Si les objectifs de la loi de 2011 ont bien été atteints , avant même la date butoir de 2017, au sein des conseils d'administration et de surveillance des plus grosses entreprises, celles qui publient chaque année des statistiques relatives à la présence des femmes au sein de leurs instances de gouvernance, force est de constater que l'application de la loi est encore imparfaite au sein des plus petites capitalisations boursières ou des sociétés non cotées. Comme le soulignait Denis Terrien, président de l'IFA, lors de la table ronde de la délégation le 21 janvier 2021 : « la loi est faite pour les sociétés visibles et, de fait, elle est moins efficace pour les autres ».

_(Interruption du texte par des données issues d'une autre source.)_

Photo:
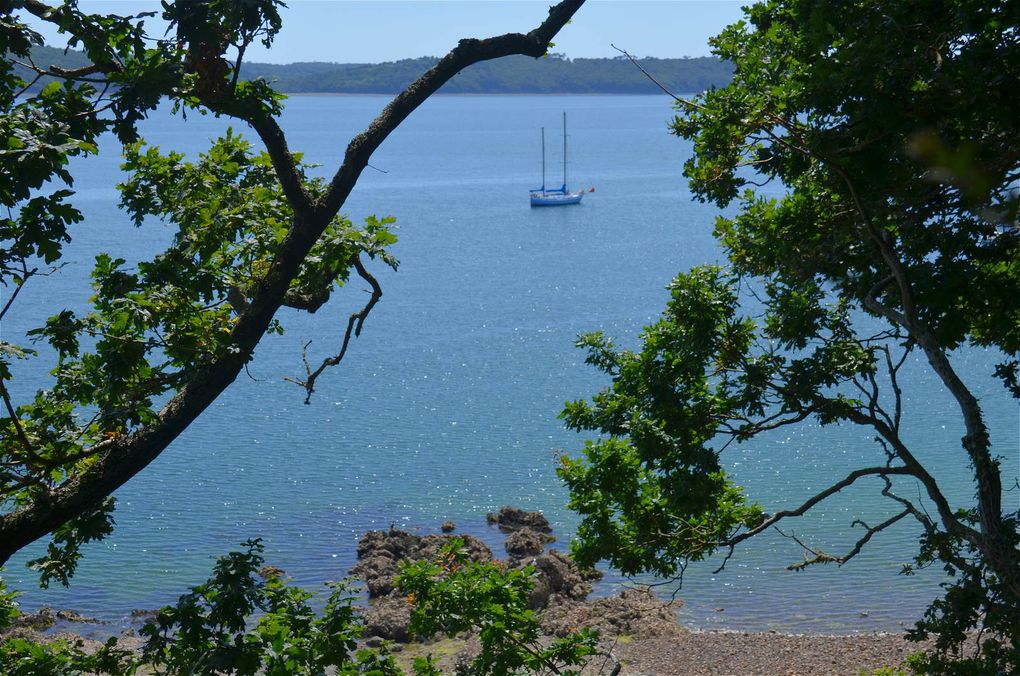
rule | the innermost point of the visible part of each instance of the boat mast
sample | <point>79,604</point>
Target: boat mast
<point>543,159</point>
<point>564,151</point>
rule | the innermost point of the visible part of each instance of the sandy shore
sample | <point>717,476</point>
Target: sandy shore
<point>740,653</point>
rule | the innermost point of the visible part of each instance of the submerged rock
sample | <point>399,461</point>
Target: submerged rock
<point>509,519</point>
<point>526,542</point>
<point>559,580</point>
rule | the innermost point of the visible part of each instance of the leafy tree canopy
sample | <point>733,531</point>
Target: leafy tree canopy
<point>163,339</point>
<point>891,131</point>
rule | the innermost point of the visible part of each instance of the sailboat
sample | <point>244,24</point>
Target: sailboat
<point>555,197</point>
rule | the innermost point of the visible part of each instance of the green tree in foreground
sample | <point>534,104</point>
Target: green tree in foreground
<point>253,233</point>
<point>247,620</point>
<point>890,128</point>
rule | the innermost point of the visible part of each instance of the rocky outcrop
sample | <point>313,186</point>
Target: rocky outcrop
<point>389,618</point>
<point>635,613</point>
<point>526,542</point>
<point>560,585</point>
<point>380,552</point>
<point>559,580</point>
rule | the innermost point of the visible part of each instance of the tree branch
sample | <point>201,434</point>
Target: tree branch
<point>354,324</point>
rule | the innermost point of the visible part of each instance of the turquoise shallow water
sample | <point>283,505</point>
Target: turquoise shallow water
<point>447,407</point>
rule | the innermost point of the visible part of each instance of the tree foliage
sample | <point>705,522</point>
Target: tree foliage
<point>890,130</point>
<point>454,594</point>
<point>253,232</point>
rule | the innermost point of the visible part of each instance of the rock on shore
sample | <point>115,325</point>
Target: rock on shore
<point>559,594</point>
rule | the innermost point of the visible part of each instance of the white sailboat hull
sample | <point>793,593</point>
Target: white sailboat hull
<point>555,199</point>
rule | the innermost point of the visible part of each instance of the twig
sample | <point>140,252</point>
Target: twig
<point>354,325</point>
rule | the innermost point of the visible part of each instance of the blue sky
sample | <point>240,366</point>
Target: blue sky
<point>371,31</point>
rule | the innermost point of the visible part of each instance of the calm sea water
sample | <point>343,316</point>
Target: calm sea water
<point>447,407</point>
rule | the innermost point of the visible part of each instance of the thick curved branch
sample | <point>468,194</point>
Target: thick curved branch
<point>822,557</point>
<point>849,480</point>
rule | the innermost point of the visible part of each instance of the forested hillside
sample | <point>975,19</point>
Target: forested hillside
<point>514,74</point>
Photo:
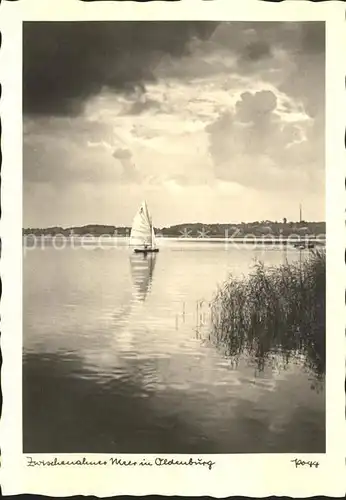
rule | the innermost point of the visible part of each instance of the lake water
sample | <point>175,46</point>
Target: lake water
<point>117,358</point>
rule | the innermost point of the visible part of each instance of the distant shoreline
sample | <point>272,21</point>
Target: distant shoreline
<point>243,241</point>
<point>199,231</point>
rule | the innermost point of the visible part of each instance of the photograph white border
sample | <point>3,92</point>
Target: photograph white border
<point>247,474</point>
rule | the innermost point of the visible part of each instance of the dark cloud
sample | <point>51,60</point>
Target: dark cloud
<point>67,62</point>
<point>122,154</point>
<point>254,147</point>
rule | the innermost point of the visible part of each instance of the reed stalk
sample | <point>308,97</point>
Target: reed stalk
<point>274,310</point>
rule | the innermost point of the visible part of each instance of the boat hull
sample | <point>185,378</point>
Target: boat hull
<point>147,250</point>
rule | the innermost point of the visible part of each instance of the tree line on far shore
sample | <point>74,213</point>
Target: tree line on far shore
<point>257,228</point>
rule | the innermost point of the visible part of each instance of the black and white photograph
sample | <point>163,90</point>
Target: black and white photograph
<point>174,262</point>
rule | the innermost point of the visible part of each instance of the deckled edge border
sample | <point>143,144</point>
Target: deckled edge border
<point>1,187</point>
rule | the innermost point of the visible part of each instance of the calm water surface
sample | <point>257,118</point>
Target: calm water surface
<point>117,358</point>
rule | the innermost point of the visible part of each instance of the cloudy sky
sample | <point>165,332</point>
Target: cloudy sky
<point>209,122</point>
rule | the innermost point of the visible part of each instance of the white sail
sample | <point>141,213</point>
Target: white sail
<point>142,232</point>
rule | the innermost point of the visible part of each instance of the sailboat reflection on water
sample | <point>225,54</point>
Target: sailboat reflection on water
<point>142,236</point>
<point>142,270</point>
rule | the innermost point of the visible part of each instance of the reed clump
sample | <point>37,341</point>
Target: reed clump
<point>274,310</point>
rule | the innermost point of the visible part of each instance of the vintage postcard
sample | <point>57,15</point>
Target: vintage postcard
<point>172,228</point>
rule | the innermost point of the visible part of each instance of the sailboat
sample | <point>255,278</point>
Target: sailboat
<point>142,235</point>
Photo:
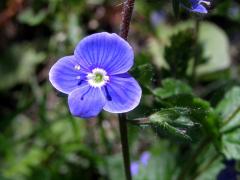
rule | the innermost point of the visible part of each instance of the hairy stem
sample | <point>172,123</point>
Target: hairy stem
<point>196,54</point>
<point>125,147</point>
<point>126,18</point>
<point>124,29</point>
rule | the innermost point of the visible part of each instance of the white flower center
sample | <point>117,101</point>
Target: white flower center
<point>97,78</point>
<point>205,2</point>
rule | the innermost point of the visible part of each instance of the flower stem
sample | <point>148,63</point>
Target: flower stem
<point>127,11</point>
<point>125,147</point>
<point>196,54</point>
<point>126,18</point>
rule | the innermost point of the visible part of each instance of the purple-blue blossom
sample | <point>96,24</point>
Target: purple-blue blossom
<point>95,77</point>
<point>198,6</point>
<point>145,157</point>
<point>136,165</point>
<point>134,168</point>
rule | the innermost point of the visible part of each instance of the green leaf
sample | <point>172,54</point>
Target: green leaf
<point>173,122</point>
<point>231,145</point>
<point>15,61</point>
<point>30,18</point>
<point>229,110</point>
<point>171,87</point>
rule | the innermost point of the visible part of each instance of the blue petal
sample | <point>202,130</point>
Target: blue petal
<point>134,168</point>
<point>200,9</point>
<point>86,101</point>
<point>107,51</point>
<point>124,93</point>
<point>64,74</point>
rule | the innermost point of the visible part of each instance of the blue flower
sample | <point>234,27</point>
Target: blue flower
<point>134,168</point>
<point>136,165</point>
<point>145,157</point>
<point>96,77</point>
<point>198,6</point>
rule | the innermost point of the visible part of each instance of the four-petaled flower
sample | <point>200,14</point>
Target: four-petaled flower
<point>96,77</point>
<point>198,6</point>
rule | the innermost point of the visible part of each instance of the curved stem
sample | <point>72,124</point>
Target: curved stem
<point>124,29</point>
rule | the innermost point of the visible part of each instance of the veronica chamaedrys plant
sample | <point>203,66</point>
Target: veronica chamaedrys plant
<point>198,6</point>
<point>96,77</point>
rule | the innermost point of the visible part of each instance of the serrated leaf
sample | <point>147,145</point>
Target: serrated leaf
<point>173,122</point>
<point>228,108</point>
<point>171,87</point>
<point>231,145</point>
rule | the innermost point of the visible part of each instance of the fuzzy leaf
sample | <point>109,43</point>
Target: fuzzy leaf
<point>171,87</point>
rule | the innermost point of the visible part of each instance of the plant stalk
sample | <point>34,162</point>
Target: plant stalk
<point>127,11</point>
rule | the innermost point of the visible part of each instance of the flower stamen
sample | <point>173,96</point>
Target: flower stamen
<point>97,78</point>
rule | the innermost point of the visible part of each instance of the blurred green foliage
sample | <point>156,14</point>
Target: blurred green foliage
<point>190,80</point>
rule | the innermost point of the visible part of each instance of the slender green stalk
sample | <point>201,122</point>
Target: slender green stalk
<point>196,54</point>
<point>125,147</point>
<point>124,29</point>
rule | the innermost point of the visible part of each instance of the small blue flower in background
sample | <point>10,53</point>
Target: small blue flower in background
<point>198,6</point>
<point>96,77</point>
<point>134,168</point>
<point>144,159</point>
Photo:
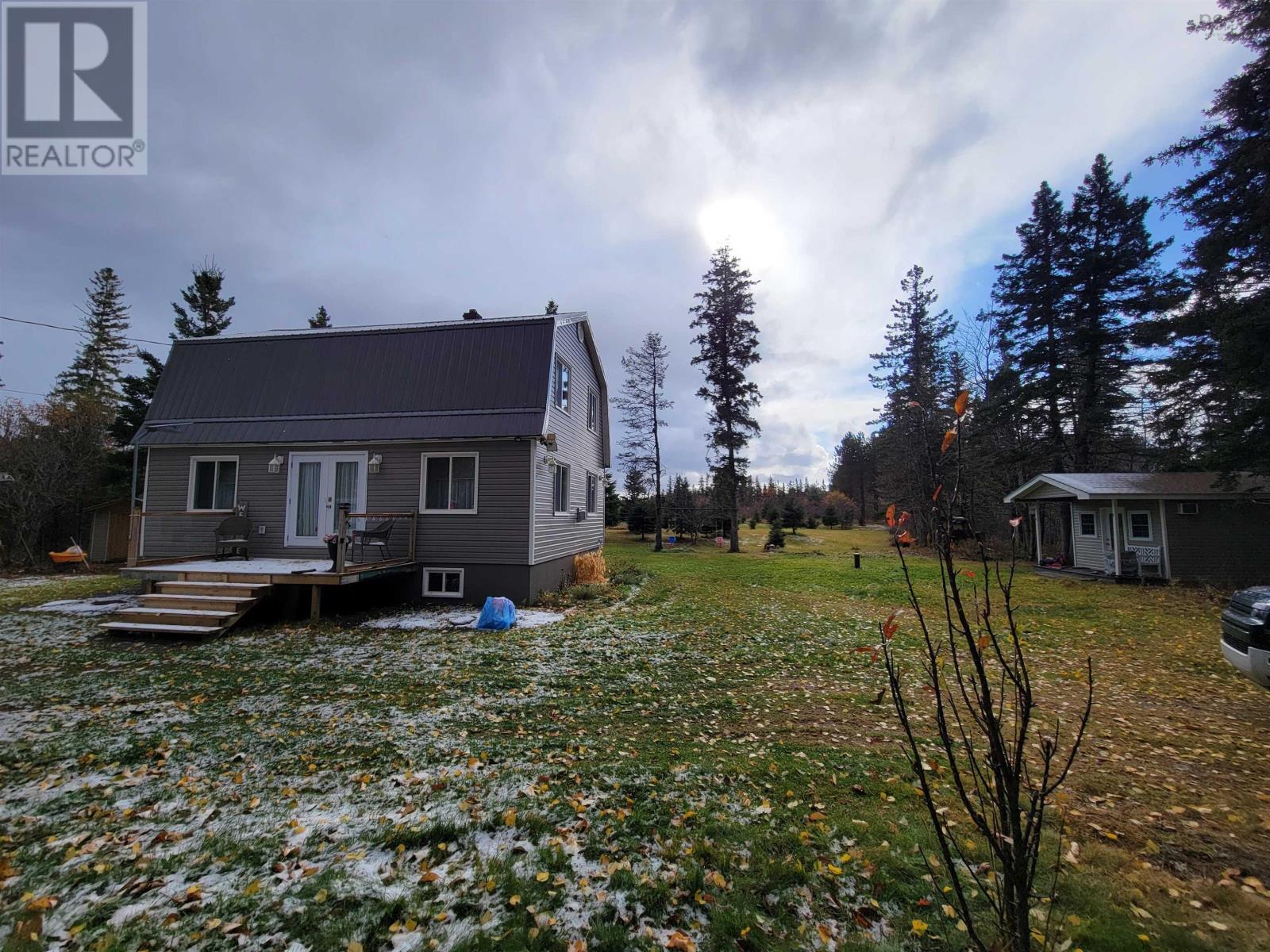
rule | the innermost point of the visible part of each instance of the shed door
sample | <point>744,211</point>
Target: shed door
<point>99,546</point>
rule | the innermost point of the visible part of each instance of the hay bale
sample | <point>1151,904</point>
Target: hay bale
<point>590,568</point>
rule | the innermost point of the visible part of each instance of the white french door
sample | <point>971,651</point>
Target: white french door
<point>317,486</point>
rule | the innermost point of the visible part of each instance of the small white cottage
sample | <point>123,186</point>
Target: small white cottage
<point>1180,526</point>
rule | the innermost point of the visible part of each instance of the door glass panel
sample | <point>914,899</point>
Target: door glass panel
<point>346,484</point>
<point>437,490</point>
<point>226,482</point>
<point>308,498</point>
<point>463,494</point>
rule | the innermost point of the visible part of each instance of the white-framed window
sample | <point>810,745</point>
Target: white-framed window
<point>1089,524</point>
<point>560,490</point>
<point>563,372</point>
<point>444,583</point>
<point>213,484</point>
<point>448,482</point>
<point>1140,524</point>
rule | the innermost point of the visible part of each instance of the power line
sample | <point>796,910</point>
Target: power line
<point>80,330</point>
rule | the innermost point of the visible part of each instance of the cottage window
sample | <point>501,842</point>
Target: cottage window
<point>450,482</point>
<point>562,385</point>
<point>213,484</point>
<point>1140,526</point>
<point>444,583</point>
<point>560,490</point>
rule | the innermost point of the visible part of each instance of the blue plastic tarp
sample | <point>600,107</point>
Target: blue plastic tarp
<point>498,615</point>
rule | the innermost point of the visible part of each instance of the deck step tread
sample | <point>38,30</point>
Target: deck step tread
<point>167,628</point>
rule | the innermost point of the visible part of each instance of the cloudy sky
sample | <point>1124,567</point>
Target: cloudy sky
<point>403,162</point>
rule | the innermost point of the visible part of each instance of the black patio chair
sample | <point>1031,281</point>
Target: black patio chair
<point>233,537</point>
<point>376,536</point>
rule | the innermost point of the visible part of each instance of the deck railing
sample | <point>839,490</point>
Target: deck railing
<point>346,536</point>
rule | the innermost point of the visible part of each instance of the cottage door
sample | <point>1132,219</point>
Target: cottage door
<point>317,486</point>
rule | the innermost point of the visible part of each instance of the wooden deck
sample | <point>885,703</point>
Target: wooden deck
<point>264,574</point>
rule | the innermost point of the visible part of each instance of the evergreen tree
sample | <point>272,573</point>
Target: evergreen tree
<point>643,405</point>
<point>1216,378</point>
<point>793,513</point>
<point>728,343</point>
<point>1030,298</point>
<point>613,501</point>
<point>137,391</point>
<point>205,313</point>
<point>854,470</point>
<point>95,372</point>
<point>1115,279</point>
<point>776,535</point>
<point>914,371</point>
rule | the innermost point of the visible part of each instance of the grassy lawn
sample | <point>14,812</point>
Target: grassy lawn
<point>694,758</point>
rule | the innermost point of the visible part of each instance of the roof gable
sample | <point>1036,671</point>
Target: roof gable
<point>469,378</point>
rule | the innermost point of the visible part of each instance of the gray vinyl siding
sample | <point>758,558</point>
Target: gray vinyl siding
<point>577,447</point>
<point>497,533</point>
<point>1087,550</point>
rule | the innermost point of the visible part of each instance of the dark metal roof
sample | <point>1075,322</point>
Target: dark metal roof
<point>471,378</point>
<point>1105,486</point>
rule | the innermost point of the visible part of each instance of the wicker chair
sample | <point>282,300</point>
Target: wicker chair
<point>233,537</point>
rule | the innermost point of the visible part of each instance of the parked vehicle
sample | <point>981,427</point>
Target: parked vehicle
<point>1245,636</point>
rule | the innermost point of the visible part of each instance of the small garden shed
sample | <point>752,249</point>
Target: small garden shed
<point>1191,527</point>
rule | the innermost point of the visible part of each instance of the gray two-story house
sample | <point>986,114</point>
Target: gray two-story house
<point>491,433</point>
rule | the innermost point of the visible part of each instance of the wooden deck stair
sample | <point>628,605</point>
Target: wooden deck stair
<point>197,608</point>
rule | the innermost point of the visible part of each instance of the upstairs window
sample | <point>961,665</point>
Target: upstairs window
<point>448,482</point>
<point>562,385</point>
<point>560,490</point>
<point>213,484</point>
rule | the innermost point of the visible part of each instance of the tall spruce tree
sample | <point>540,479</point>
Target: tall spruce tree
<point>206,311</point>
<point>95,372</point>
<point>1114,281</point>
<point>643,406</point>
<point>728,343</point>
<point>1030,296</point>
<point>914,371</point>
<point>1217,374</point>
<point>137,393</point>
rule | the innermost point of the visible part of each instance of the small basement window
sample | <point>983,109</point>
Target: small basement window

De même, malgré la dynamique créée par la loi de 2011, le plafond de verre persiste au sein des instances de direction des entreprises : les comités de direction et les comités exécutifs sont encore trop peu féminisés.

Aujourd'hui, l'enjeu est donc celui de l'accès des femmes à tous les postes de direction, dans toutes les entreprises .


* 6 Rapport n° 38 (2010-2011) de Mme Marie-Hélène Des Esgaulx, fait au nom de la commission des lois ( https://www.senat.fr/rap/l10-038/l10-0383.html#toc77 )

* 7 Vers la parité pour la gouvernance des entreprises , rapport n° 45 (2010-2011) de Mme Joëlle Garriaud-Maylam, fait au nom de la délégation aux droits des femmes.